NEW YORK (GenomeWeb News) – Mayo Clinic is partnering with three US healthcare groups to study if prescribing heart medications based on a patient's genotype will improve outcomes in angioplasty patients, NorthShore University HealthSystem, one of the project partners, said today.
The Tailored Antiplatelet Therapy to Lessen Outcomes After Percutaneous Coronary Intervention (TAILOR-PCI) study seeks to find out if testing for a patient's genotype will help prevent heart attack, stroke, unstable angina, and cardiovascular death in patients who undergo angioplasty.
The project involves Mayo Clinic's operations in Minnesota, Arizona, Florida, and Wisconsin, along with Lenox Hill Hospital in New York and NCH Healthcare System in Naples, Fla., and NorthShore, which is based in Evanston, Ill.

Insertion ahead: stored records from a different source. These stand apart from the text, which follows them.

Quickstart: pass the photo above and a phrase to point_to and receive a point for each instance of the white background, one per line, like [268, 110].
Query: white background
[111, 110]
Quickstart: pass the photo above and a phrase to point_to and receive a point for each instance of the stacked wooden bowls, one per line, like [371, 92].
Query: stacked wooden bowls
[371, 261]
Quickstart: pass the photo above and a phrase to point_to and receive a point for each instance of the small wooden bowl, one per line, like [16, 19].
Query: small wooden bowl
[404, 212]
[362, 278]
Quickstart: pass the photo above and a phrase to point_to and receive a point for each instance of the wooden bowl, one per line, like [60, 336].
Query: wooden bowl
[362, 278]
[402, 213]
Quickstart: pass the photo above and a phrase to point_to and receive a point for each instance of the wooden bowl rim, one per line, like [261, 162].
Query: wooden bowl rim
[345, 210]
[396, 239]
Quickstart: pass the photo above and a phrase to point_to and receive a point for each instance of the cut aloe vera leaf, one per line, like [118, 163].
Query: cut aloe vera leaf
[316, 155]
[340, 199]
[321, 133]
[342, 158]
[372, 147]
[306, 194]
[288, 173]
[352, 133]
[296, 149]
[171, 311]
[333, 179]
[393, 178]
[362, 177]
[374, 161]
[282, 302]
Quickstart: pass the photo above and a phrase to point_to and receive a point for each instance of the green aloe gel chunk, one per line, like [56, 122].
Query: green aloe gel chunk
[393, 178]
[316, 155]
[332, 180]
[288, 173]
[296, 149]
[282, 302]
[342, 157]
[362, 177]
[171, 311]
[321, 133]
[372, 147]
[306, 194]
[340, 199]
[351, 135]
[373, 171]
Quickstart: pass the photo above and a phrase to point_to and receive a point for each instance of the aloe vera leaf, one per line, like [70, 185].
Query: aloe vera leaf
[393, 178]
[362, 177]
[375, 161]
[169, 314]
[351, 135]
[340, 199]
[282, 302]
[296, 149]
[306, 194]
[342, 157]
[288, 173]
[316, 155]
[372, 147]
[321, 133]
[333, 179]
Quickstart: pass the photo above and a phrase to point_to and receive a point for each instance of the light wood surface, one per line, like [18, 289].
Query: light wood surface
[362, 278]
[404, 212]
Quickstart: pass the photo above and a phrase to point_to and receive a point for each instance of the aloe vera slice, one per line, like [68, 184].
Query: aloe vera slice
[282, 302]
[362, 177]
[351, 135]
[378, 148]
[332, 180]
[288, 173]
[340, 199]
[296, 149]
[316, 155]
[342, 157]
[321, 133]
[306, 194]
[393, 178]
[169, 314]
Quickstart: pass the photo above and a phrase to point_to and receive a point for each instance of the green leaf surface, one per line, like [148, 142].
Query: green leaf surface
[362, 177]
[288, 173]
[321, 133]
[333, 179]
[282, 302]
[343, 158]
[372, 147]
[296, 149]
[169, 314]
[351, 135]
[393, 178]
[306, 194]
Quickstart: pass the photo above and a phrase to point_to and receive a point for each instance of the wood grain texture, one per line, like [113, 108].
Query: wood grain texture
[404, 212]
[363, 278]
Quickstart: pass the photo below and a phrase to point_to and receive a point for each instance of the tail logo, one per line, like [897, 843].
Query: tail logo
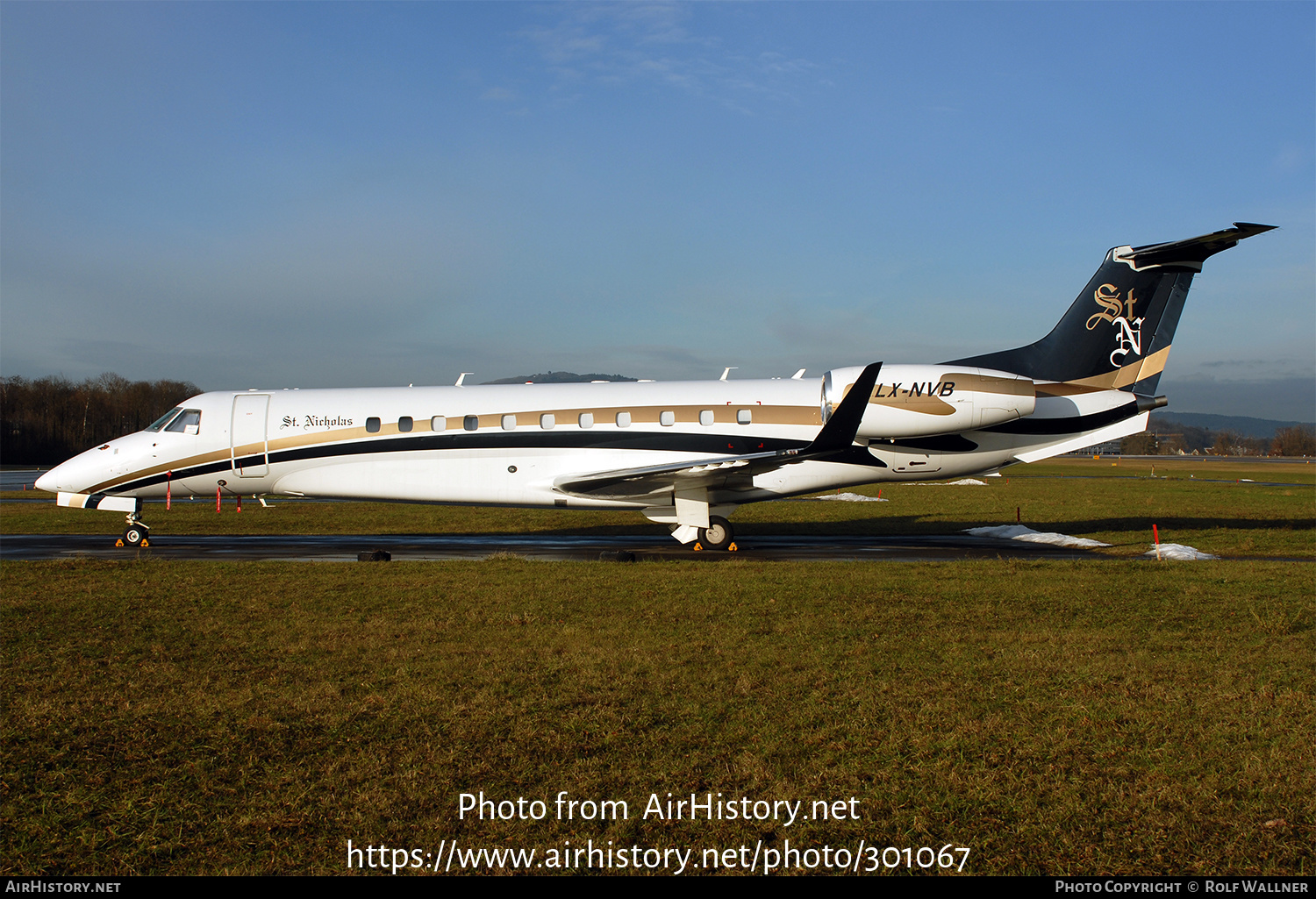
[1120, 313]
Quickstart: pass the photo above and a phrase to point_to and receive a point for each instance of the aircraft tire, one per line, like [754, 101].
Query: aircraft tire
[718, 535]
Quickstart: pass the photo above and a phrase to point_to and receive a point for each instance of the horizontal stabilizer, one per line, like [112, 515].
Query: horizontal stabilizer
[1191, 252]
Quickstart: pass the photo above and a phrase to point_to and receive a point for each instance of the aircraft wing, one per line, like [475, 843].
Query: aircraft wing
[836, 439]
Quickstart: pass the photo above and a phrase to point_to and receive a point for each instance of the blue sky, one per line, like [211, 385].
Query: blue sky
[312, 195]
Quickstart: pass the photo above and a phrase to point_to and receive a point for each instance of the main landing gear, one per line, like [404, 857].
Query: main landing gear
[718, 536]
[136, 533]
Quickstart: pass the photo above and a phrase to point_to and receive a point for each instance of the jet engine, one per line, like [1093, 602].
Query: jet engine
[924, 400]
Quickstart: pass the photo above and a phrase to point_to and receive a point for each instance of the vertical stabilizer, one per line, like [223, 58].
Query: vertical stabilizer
[1118, 332]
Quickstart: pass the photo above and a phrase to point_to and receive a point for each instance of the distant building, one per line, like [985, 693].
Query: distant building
[1110, 447]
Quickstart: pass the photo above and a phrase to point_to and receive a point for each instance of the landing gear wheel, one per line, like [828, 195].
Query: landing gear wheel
[718, 535]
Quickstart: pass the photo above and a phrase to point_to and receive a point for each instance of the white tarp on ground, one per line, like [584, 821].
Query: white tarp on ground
[852, 498]
[1179, 553]
[1020, 532]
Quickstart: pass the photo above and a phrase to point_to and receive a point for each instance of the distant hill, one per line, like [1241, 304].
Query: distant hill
[558, 378]
[1241, 425]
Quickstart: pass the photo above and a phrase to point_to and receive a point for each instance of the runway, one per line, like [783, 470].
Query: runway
[547, 546]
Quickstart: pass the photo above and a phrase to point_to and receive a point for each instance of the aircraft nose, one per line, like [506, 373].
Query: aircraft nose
[47, 482]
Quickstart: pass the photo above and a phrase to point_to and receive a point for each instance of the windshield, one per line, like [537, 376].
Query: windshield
[189, 417]
[163, 420]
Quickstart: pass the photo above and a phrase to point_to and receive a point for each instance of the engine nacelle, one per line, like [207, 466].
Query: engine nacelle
[924, 400]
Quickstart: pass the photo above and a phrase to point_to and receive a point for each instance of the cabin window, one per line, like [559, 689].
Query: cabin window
[189, 423]
[163, 420]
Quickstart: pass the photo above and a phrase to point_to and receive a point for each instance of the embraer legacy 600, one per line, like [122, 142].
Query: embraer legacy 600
[683, 453]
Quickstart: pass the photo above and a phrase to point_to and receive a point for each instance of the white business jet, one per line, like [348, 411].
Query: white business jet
[682, 453]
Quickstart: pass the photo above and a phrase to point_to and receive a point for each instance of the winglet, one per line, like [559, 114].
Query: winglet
[840, 429]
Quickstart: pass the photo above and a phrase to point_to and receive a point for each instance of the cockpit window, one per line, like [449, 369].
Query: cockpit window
[189, 421]
[163, 420]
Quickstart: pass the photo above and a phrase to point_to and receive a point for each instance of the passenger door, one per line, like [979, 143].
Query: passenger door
[249, 445]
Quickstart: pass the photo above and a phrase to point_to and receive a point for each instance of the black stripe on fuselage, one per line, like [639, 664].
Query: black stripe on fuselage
[640, 439]
[1066, 425]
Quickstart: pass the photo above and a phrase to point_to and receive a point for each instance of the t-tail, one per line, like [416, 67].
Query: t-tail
[1118, 332]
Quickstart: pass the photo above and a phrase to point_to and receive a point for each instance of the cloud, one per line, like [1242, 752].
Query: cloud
[652, 42]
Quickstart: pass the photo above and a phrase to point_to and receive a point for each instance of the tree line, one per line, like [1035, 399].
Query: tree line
[1298, 439]
[46, 420]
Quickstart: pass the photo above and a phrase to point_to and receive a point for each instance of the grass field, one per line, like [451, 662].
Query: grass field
[1084, 717]
[1202, 503]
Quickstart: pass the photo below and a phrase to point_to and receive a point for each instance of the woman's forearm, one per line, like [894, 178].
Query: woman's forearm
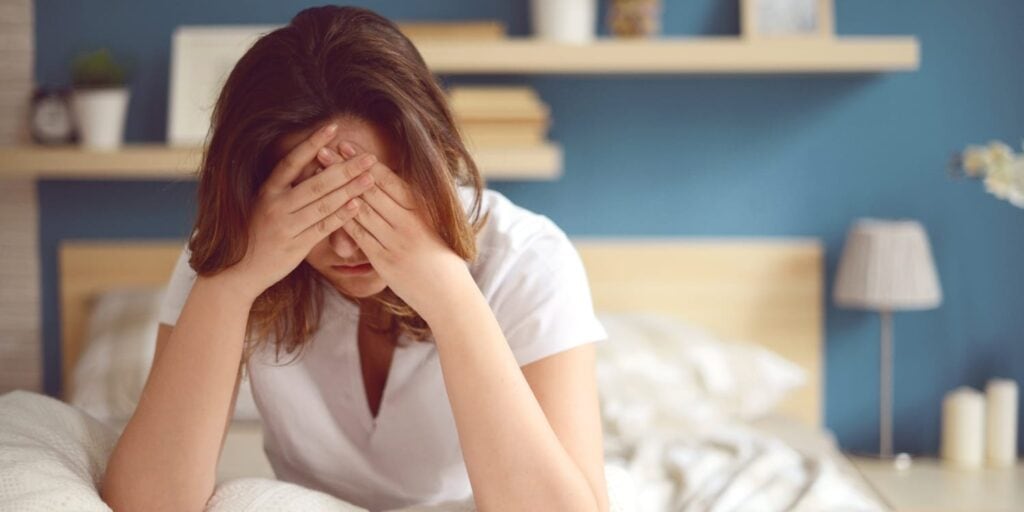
[166, 459]
[514, 458]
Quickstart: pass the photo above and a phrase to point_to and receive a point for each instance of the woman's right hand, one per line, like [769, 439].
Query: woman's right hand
[287, 221]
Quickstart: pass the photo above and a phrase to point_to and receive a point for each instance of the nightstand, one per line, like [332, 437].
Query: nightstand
[930, 486]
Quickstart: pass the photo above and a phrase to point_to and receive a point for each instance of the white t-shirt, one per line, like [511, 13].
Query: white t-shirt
[317, 427]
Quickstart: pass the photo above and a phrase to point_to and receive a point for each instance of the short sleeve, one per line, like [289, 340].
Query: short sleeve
[177, 290]
[544, 303]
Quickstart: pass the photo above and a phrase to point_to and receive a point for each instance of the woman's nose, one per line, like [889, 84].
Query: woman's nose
[342, 244]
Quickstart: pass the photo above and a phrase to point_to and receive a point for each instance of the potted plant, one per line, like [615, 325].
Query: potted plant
[99, 99]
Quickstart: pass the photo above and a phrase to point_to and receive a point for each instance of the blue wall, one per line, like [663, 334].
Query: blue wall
[693, 156]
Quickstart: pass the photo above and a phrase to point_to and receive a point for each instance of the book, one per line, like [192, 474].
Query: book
[483, 29]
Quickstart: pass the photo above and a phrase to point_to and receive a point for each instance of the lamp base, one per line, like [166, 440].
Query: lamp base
[900, 462]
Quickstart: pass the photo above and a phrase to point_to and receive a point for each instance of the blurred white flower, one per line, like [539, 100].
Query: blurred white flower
[999, 167]
[999, 154]
[975, 161]
[1007, 182]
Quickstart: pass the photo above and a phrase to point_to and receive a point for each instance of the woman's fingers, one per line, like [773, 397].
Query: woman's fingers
[323, 208]
[388, 180]
[382, 204]
[325, 226]
[289, 168]
[374, 222]
[334, 176]
[361, 236]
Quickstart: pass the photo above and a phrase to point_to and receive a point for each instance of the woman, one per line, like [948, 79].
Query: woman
[410, 336]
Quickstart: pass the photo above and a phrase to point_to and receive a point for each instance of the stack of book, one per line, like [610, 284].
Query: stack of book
[500, 116]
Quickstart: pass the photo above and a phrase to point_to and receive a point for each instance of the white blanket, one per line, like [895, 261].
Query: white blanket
[52, 457]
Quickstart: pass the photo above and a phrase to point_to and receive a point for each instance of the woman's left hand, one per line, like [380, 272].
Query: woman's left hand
[395, 232]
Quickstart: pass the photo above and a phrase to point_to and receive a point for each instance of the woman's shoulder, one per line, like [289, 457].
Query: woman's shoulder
[516, 242]
[511, 229]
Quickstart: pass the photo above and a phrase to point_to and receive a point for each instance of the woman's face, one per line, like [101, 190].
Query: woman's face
[337, 257]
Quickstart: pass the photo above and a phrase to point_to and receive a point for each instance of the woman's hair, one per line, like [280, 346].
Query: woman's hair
[328, 61]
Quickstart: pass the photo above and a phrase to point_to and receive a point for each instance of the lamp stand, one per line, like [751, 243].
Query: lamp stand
[901, 461]
[886, 387]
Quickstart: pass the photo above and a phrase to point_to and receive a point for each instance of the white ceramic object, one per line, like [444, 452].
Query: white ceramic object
[1000, 422]
[564, 20]
[964, 428]
[100, 115]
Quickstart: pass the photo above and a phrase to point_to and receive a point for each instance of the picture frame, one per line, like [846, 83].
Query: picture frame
[787, 19]
[202, 56]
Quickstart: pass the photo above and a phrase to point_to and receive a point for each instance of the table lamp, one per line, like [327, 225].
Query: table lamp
[887, 266]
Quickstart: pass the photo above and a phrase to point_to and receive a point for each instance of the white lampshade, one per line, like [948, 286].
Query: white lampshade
[887, 265]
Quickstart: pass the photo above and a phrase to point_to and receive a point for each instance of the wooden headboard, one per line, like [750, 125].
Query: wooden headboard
[766, 291]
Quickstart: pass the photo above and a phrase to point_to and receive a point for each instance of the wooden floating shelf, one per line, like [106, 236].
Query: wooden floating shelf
[673, 54]
[165, 162]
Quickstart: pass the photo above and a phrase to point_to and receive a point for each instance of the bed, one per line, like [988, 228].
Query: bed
[765, 293]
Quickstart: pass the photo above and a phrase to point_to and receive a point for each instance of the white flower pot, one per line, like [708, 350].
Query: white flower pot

The antiplatelet medication clopidogrel bisulfate (Plavix) lowers the risk of negative outcomes by reducing the risk of blood clots around the surgical site, but Plavix remains ineffective until the liver enzyme CYP2C19 metabolizes the drug into its active form. Some alternative medications do not require activation through the same genetic pathway.
"What we're trying to do with TAILOR-PCI is to individualize the better antiplatelet therapy for patients with coronary stents based on their genotype," Jorge Saucedo, division head of cardiology at NorthShore, said in a statement.
"The current standard of care after angioplasty is to prescribe clopidogrel for one year, regardless of a person's individual genotype, even though we have known for several years that variation in the CYP2C19 gene may diminish the benefit from the drug," added Mayo Clinic's Naveen Pereira, PI on the project. "What we don't know – and why there is such confusion in the cardiovascular community – is how these genetic changes affect long-term clinical outcomes and whether we can decrease overall healthcare costs."
The three-year study, which is being run by Mayo's Center for Individualized Medicine, will involve 5,300 participants, and the partners will create a coronary artery disease DNA biobank.
Investigators at NorthShore and other sites plan to study these samples and use genome sequencing tools to analyze the origins of and risk factors for coronary heart disease.